A pesquisa feita pelo IBGE e o Cemaden mostra que idosos e crianças de até 5 anos são mais suscetíveis a sofrerem com desastres em áreas de risco. Trata-se de indivíduos que possuem necessidades especiais para se locomover e possuem menos chances de resistir a possíveis ferimentos, visto que passam a maior parte do tempo em casa. O estudo também revela que 9,22% da população que vive em áreas de risco no Brasil estão na primeira infância.
Apesar das crianças não terem noção dos perigos que correm, elas continuam vivendo a infância como podem. Seus familiares seguem na esperança de que haja uma solução para o problema das barreiras. Mas o maior desejo deles é que sejam reconhecidos como pessoas. “Às vezes eu tenho vontade de desistir de cobrar mudanças, mas penso nos meus filhos. Desejo o melhor para eles”, diz Adenise.
A prefeitura de Igarassu diz que o orçamento para infraestrutura e medidas de prevenção em áreas de risco depende de repasses do governo federal, algo que vem caindo nos últimos anos. Em 2021, o valor foi de menos de R$ 300 mil. O município afirma ainda que tenta prever um maior investimento para o PPA (Plano Plurianual) 2022-2026, um documento que estabelece as diretrizes e objetivos do poder público municipal.
A prefeitura diz também que monitora continuamente as áreas de risco da cidade e vem realizando medidas preventivas. Em 2021, seis muros de arrimo foram recuperados, de acordo com a Secretaria de Infraestrutura e Cidades. As lonas são colocadas apenas em locais que demandam alto custo de investimento.

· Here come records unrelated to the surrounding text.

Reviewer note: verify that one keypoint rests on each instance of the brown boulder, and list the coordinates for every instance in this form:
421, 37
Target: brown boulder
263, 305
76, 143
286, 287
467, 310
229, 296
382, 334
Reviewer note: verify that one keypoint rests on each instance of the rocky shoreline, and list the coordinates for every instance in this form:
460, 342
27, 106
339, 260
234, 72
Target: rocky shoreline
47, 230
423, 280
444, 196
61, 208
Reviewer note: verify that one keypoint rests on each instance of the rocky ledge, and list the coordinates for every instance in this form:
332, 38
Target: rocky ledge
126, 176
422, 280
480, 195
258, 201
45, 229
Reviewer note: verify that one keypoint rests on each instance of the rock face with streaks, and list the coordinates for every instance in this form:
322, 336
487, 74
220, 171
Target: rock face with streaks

Em 2018, a prefeitura de Igarassu criou um comitê de enfrentamento de danos causados pelas chuvas. Durante os temporais, a Secretaria de Políticas Sociais se instala na Guarda Municipal e recebe demandas por telefone e WhatsApp. A gestão municipal diz também que costuma fazer atualizações de cadastro das pessoas que vivem nessas regiões e que os habitantes de Bela Vista são, na medida do possível, atendidos por políticas de assistência social.

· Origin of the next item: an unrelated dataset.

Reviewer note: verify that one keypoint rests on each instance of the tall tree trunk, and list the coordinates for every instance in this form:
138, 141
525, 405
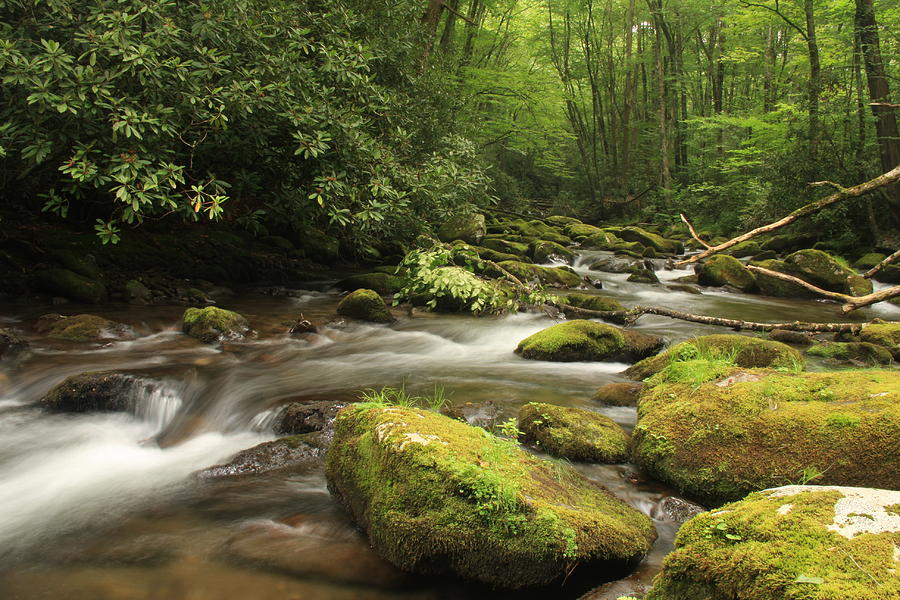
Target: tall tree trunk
879, 91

O Nexo também questionou a prefeitura de Igarassu sobre a necessidade de instalação de uma unidade de saúde em Bela Vista, algo constantemente pedido pelos moradores do bairro. Porém, não obteve resposta.
Sobre a alta porcentagem de pessoas vivendo em áreas de risco no município, a prefeitura diz que a informação está defasada, visto que a pesquisa do IBGE e do Cemaden utilizam dados do Censo Demográfico de 2010. Nos últimos dez anos, segundo o poder Executivo municipal, foram construídos vários conjuntos residenciais dentro de programas sociais de habitação. Espera-se que o novo Censo a ser realizado em 2022 revele um número menor.
No entanto, na avaliação de John Santana, a quantidade de pessoas vivendo em locais de risco em todo o Brasil pode ser maior hoje devido ao aumento de habitantes no país. De acordo com o IBGE, estima-se que a população brasileira em 2021 seja de 213,3 milhões de pessoas, enquanto que em 2010 era de 195,7 milhões. “Novas áreas de risco surgiram nos últimos anos. É um processo contínuo em várias cidades”, disse o geógrafo.